In the resale market, 2,622 private homes changed hands in Q1, lower than the 2,694 units in the previous quarter. Resale transactions accounted for 63.6 per cent of all private home sales in Q1, compared with 75.1 per cent in Q4.

There were 243 subsale deals in Q1, higher than the 204 units transacted in the previous quarter. Subsales accounted for 5.9 per cent of all private home sales in Q1 2023, compared with the fourth quarter’s 5.7 per cent share.

Completions and pipeline supply

URA also said that a total of 3,785 private homes (including ECs) were completed in Q1, compared with the 4,423 units completed in the preceding quarter. The Q1 completion was around 60 per cent more than the average of around 2,400 units completed per quarter in 2022.

Projects completed in Q1 this year include Avenue South Residence in Silat Avenue (988 units of the total 1,074 units in the project), the Piermont Grand EC project in Sumang Walk (820 units), Kent Ridge Hill Residences (548 units) and Riviere in Jiak Kim Street (455 units).
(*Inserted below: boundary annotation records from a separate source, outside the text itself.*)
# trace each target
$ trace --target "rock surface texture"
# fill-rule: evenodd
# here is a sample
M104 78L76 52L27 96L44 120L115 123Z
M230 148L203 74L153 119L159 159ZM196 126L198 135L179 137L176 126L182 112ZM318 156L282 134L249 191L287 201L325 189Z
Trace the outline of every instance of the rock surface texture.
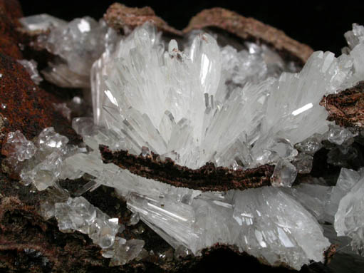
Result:
M219 8L21 16L0 0L1 269L364 264L363 26L336 58Z

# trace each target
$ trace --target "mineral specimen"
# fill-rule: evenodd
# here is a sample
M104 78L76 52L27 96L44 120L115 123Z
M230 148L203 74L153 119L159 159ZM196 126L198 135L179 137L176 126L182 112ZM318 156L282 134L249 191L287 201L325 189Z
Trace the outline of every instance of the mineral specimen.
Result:
M347 158L352 150L358 134L328 121L319 103L364 78L362 26L353 25L345 34L346 54L315 52L299 71L266 44L222 46L214 32L192 31L184 40L167 43L148 22L121 36L88 17L68 24L47 16L36 21L23 24L31 30L51 28L38 41L61 58L43 71L45 78L63 87L88 88L90 83L93 118L73 120L87 148L67 144L53 128L44 129L34 151L25 153L25 184L62 192L59 180L92 175L79 194L101 185L115 188L133 213L128 225L140 218L177 249L176 257L225 244L266 264L300 269L323 262L331 243L321 224L333 223L334 215L338 235L350 237L363 252L360 174L342 169L333 187L293 186L298 173L311 172L323 140L331 143L328 161L337 165L345 161L339 152ZM27 141L6 155L24 155L24 145L31 146ZM208 172L209 165L230 174L274 165L271 182L277 187L261 182L259 188L240 190L234 180L235 188L224 191L175 187L138 175L130 166L104 163L100 147L111 156L123 150L164 163L164 168L177 164L187 181L194 169L204 166L199 170ZM103 155L104 161L115 162ZM56 216L63 231L89 235L110 264L142 254L144 241L116 236L118 219L83 197L54 206L45 202L43 212Z

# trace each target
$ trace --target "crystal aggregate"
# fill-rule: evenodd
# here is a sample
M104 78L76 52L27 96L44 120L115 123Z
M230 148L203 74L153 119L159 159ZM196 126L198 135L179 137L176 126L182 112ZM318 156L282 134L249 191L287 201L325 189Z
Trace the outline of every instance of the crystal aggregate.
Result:
M33 143L11 133L19 139L8 136L13 151L6 155L26 160L21 172L26 185L44 190L59 187L59 180L93 175L93 187L114 187L126 199L133 213L128 225L140 219L176 249L176 257L222 243L269 264L300 269L323 262L335 239L325 237L323 222L364 252L361 169L343 168L333 187L293 186L298 173L311 172L325 141L332 145L328 163L340 167L345 163L340 155L353 148L358 134L327 121L318 103L364 78L363 26L353 24L345 34L345 53L315 52L298 72L266 46L246 43L238 51L221 47L214 34L195 31L178 45L163 41L150 24L120 37L88 17L46 23L51 19L22 24L28 29L51 26L39 43L62 60L43 71L45 78L60 86L90 87L93 118L73 120L87 149L67 144L52 128ZM104 164L99 144L143 156L153 152L191 168L207 162L234 170L274 164L275 187L227 192L175 187ZM88 234L112 264L125 264L142 252L144 241L115 236L118 221L83 197L44 203L43 209L61 230Z

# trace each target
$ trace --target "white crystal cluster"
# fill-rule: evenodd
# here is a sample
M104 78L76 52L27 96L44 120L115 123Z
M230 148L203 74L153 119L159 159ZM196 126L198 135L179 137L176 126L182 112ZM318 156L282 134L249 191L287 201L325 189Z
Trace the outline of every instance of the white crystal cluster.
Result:
M42 73L48 81L61 87L89 88L91 66L117 39L116 32L103 20L97 22L88 16L68 23L41 14L20 21L28 31L50 31L38 37L37 44L59 58Z
M90 29L83 31L85 21ZM55 29L58 34L48 38L57 41L49 48L59 46L50 50L66 60L62 69L88 76L100 48L84 43L97 36L105 44L100 38L105 32L100 36L89 31L93 24L83 19L65 25L71 34L78 31L80 36L73 36L70 43L62 41L69 37L61 31L66 29ZM345 54L336 58L330 52L316 52L300 72L291 73L294 68L266 47L246 43L247 49L238 52L230 46L221 48L206 33L194 33L183 48L172 40L165 49L161 34L145 24L115 42L111 49L105 51L102 46L105 52L92 66L93 120L73 121L91 150L65 155L58 150L67 147L67 141L46 130L38 138L41 143L36 142L34 160L22 177L43 190L57 179L69 177L63 168L75 177L91 175L95 186L115 188L128 208L175 249L194 254L224 243L269 264L284 263L299 269L311 261L323 260L330 242L319 222L333 222L333 215L339 235L353 238L352 245L361 251L364 190L362 180L357 182L358 175L351 171L343 169L332 188L303 185L201 192L103 164L98 145L135 155L152 151L161 160L168 157L192 168L207 162L234 169L274 163L272 184L289 187L298 172L310 172L323 140L348 153L355 134L331 125L318 103L324 95L364 78L362 28L353 25L353 31L345 34L350 46ZM81 51L89 52L85 48L95 51L87 56L88 61L79 58ZM52 75L62 73L53 70ZM79 78L67 79L72 86ZM78 84L73 86L81 86ZM58 150L54 150L56 147ZM67 207L67 212L75 211ZM64 215L58 217L61 222ZM85 225L87 217L80 217L78 224ZM116 239L104 256L122 253L115 255L125 257L118 262L123 264L136 257L134 249L142 248L141 242L124 241Z
M74 230L87 234L93 243L103 249L103 256L111 258L113 265L122 265L135 259L142 252L144 241L126 240L116 236L124 227L118 218L111 218L82 197L68 197L66 202L42 204L46 219L56 217L59 230L63 232Z

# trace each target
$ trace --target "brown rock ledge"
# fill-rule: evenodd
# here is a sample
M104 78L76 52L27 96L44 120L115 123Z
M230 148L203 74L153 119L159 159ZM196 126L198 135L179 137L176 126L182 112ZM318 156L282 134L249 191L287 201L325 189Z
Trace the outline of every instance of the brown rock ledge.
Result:
M364 81L337 94L325 96L320 105L328 112L328 120L337 125L364 128Z
M313 50L287 36L284 32L253 18L246 18L222 8L205 9L192 17L184 34L193 29L217 27L244 40L253 40L271 46L284 59L303 65Z
M160 17L155 15L149 6L143 8L130 8L120 3L114 3L106 11L104 19L108 24L115 29L125 32L125 29L132 31L146 21L152 21L158 30L165 33L182 36L180 31L173 29Z
M114 163L122 169L143 177L163 182L175 187L189 187L202 191L227 191L231 189L246 190L271 185L270 177L274 166L264 165L246 170L233 170L206 163L199 169L175 164L166 158L158 160L158 155L131 155L128 151L112 152L100 145L100 150L105 163Z

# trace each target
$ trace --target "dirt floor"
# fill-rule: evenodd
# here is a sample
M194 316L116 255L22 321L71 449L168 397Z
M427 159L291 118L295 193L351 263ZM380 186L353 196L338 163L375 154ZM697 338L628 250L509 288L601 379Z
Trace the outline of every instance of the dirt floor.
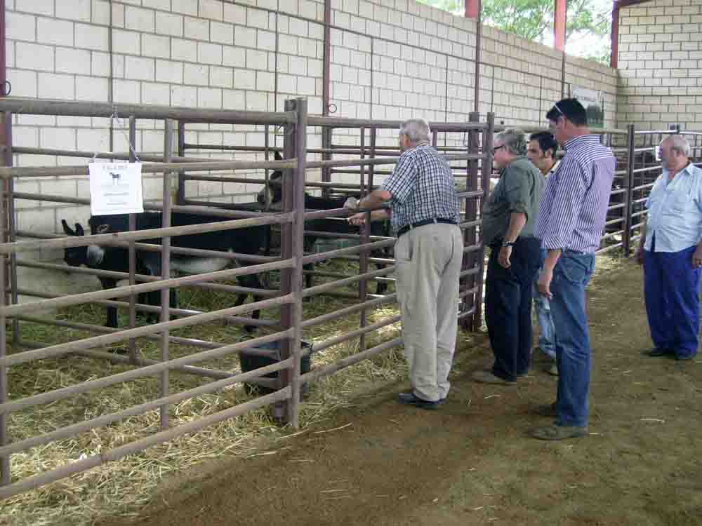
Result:
M133 522L233 525L702 524L702 358L643 357L640 269L600 270L589 292L590 435L545 443L531 410L556 382L537 363L517 386L475 384L486 344L464 349L438 411L399 405L406 384L359 393L266 454L171 480Z

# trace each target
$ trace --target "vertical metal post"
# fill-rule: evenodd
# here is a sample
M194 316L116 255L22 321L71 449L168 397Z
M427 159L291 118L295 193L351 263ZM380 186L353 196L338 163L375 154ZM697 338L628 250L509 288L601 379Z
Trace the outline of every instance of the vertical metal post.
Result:
M329 150L331 149L331 135L333 128L324 126L322 128L322 161L331 161L332 153ZM323 182L331 182L331 168L324 166L322 169L322 180ZM324 188L322 190L322 195L324 197L329 197L330 194L329 188Z
M361 128L361 159L364 159L366 156L366 128ZM366 185L365 185L365 166L361 165L360 173L361 173L361 198L365 196ZM370 191L370 189L369 190ZM362 245L364 245L370 241L371 236L371 213L368 213L366 214L366 224L360 228L359 234L361 234L361 238L359 240ZM359 263L358 263L358 271L359 274L363 274L368 272L368 250L361 250L359 252ZM368 280L361 280L358 285L358 296L359 299L362 302L365 302L368 299ZM361 311L361 328L364 328L368 323L368 312L364 309ZM359 346L361 351L364 351L366 349L366 335L361 335L361 337L359 339Z
M170 163L173 159L173 122L170 119L166 119L164 121L164 162ZM163 196L163 216L161 224L164 228L171 226L171 188L170 171L164 172L164 196ZM171 237L164 236L161 241L161 276L163 279L168 279L171 277ZM161 321L166 322L171 318L171 288L166 287L161 290ZM168 330L166 329L161 333L161 360L167 361L168 360ZM168 371L166 369L161 373L160 377L160 396L168 396ZM161 429L166 429L168 426L168 405L166 404L160 407L161 412Z
M178 121L178 156L185 156L185 123ZM185 170L178 172L178 192L176 194L176 204L182 205L185 202Z
M282 283L283 292L291 293L295 297L293 303L286 305L281 313L281 323L284 328L292 327L293 335L281 347L281 359L293 357L293 367L282 375L283 385L291 387L291 397L288 400L285 419L293 427L299 425L300 416L300 368L301 360L300 340L302 338L302 282L304 254L303 238L305 232L305 164L307 156L307 100L296 99L285 101L285 111L296 112L297 122L293 129L289 125L284 138L285 157L296 157L297 166L292 172L292 177L286 177L287 184L284 186L284 207L287 212L294 211L295 220L292 224L285 225L283 237L284 252L282 257L295 258L295 267L285 273L285 281ZM291 133L290 132L292 132ZM284 235L288 234L288 235ZM281 371L284 372L284 371Z
M633 199L634 193L634 125L630 124L626 127L626 192L624 194L624 233L622 236L621 248L624 252L624 257L628 257L631 250L631 202Z
M4 119L3 122L4 135L5 145L11 147L12 145L12 115L8 112L5 112L3 115ZM9 120L8 120L9 119ZM5 150L4 164L8 162L8 151ZM11 158L9 159L11 164ZM7 241L6 236L6 229L7 227L7 208L6 206L7 185L4 184L3 195L0 196L0 241L5 243ZM0 257L0 358L4 358L7 354L7 332L6 328L6 318L5 316L6 305L6 270L7 259L5 255ZM5 403L7 401L7 367L0 365L0 403ZM0 414L0 445L5 445L8 442L7 433L7 414ZM6 485L10 483L10 456L5 455L0 457L0 485Z
M3 116L3 123L5 133L5 154L4 161L6 166L12 166L12 113L6 112ZM8 230L8 241L14 243L17 237L16 226L15 224L15 179L11 177L7 180L7 224ZM17 293L17 253L13 252L10 255L10 299L13 304L20 302L19 295ZM12 320L12 342L13 344L19 344L22 341L20 334L20 321L16 318Z
M477 0L477 2L472 2L474 4L477 4L476 8L477 12L475 13L477 15L475 19L475 80L473 83L475 84L474 88L475 89L473 93L473 111L476 113L480 112L480 60L481 60L481 53L480 48L482 46L482 0ZM493 68L493 76L495 75L494 68Z
M487 129L483 133L482 144L482 166L481 166L481 187L483 191L482 200L484 203L490 193L490 175L492 175L492 144L495 131L495 114L487 114ZM481 234L482 235L482 234ZM482 240L481 239L481 243ZM473 316L473 326L479 327L482 323L482 297L483 297L483 274L485 271L485 247L477 251L478 262L480 270L477 274L477 292L475 294L475 316Z
M267 124L265 125L263 127L264 133L264 150L263 150L263 158L268 161L270 159L270 126ZM268 211L268 203L270 202L272 196L270 194L270 187L268 186L268 178L270 177L270 170L266 168L264 172L264 176L265 178L265 186L264 187L264 193L266 196L265 202L263 204L264 210ZM265 238L263 240L263 251L266 255L270 254L270 238L271 238L271 226L268 225L265 227L264 231L265 232Z
M468 116L468 120L471 123L477 123L480 120L480 114L477 112L472 112ZM468 154L477 154L479 151L479 137L477 130L471 130L468 132ZM469 161L466 168L468 177L466 178L465 189L468 191L475 191L478 189L478 161ZM463 215L464 221L475 221L477 218L477 199L475 197L467 197L465 199L465 213ZM463 231L463 245L466 247L475 245L477 241L476 233L477 229L472 227ZM468 252L463 255L463 260L461 264L461 269L466 270L475 267L477 257L475 252ZM477 276L469 276L463 278L462 285L467 289L472 288L477 283ZM476 320L480 321L480 302L476 301L477 295L471 294L463 298L463 311L468 311L475 307L473 315L463 318L461 321L461 328L466 330L477 331L480 328L479 323L476 325Z
M129 116L129 162L136 161L136 119L133 115ZM129 214L129 231L136 230L136 215ZM129 285L136 283L136 250L134 248L134 241L129 241ZM136 297L129 295L129 327L136 327ZM136 340L129 339L129 359L132 365L137 364Z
As at the end of Q1 2023, there was a total supply of 44,846 uncompleted private homes (excluding ECs) in the pipeline with planning approvals, down from the 46,041 units in Q4. Of this number, 16,252 units remained unsold as at the end of Q1, compared with the 16,024 units previously.

After adding the supply of 5,398 EC units in the pipeline, there were 50,244 units in the pipeline with planning approvals. Of the EC units in the pipeline, 1,291 units remained unsold. In total, 17,543 units with planning approvals (including ECs) remained unsold.

Based on the expected completion dates reported by developers, 15,221 units (including ECs) will be completed in the remaining three quarters of this year. Another 21,421 units (including ECs) are expected to be completed in 2024 and 2025.

In total, around 40,400 units (including ECs) are expected to be completed between 2023 and 2025, which is around twice the 20,000 units completed from 2020 to 2022.

“This forms part of the total supply of about 100,000 public and private housing units to be completed between 2023 and 2025, which will help to cater to housing needs in the immediate few years ahead,” URA said.

Adding the supply of unsold units (including ECs) in the supply pipeline with planning approval, and those that have yet to be granted planning approval, around 25,600 units (including ECs) could be made available for sale later this year or next year.

Ramping up supply

“The government has further ramped up the supply of private housing on the confirmed list for the Government Land Sales (GLS) Programme in H1 2023 to cater to demand,” URA added.

The ramp-up in housing supply complements the hikes in additional buyer’s stamp duty (ABSD) rates that took effect on Apr 27. The government increased the ABSD rates for Singapore citizens and permanent residents purchasing their second and subsequent residential property, and foreigners, entities and trustees buying any residential property (except housing developers).

“These increases are to pre-emptively dampen the robust local and foreign investment demand to promote a more sustainable property market. The government’s priority is to support Singaporeans who need to buy residential property for owner-occupation. The government will continue to adjust its policies as necessary so that they remain relevant and calibrate housing supply, to promote a stable and sustainable property market,” URA reiterated.

The government will continue to adjust its policies as necessary so that they remain relevant and calibrate housing supply, to promote a stable and sustainable property market, it added.